"I can remember people kind of screaming, yelling things at me as I walked up," Fresno City Engineer Adam Enns said.
Enns didn't know what he was going into when he walked into a burning apartment complex in southeast Fresno Monday.
So he turned on his helmet camera and captured what he saw.
"There was fire blowing out the door and the windows, filling up the breezeway, you could see it in through the breezeway," Enns said. "It's not like the movies. You don't go into a fire and it's not clear and you see a little bit of fire. It's not like that. You can tell when you go inside that usually it's like you're driving in zero fog. You can't see. You're usually bumping into furniture and different equipment."

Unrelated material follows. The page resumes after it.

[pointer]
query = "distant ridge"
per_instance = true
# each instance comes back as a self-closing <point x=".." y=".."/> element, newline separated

It's a rarely seen first-hand look of what firefighters are really up against.
Enns bought the camera to catch the often adrenaline-inducing moments of his job.
But it's also turned in to a training tool.
"That's the first thing we usually do when we come back to the station, pop it in. And we'll look at it as a crew. And somebody will always say, oh I shouldn't have done that or the captain will ask, what could I have done better?" Enns said.
And it's caught the attention of department officials, who are now looking at starting a pilot program with these cameras to use them for training department-wide.
"If we can do our job better and we can do it safer and we can do it in a safer manner for the public, then that just makes us a better fire department," Enns said.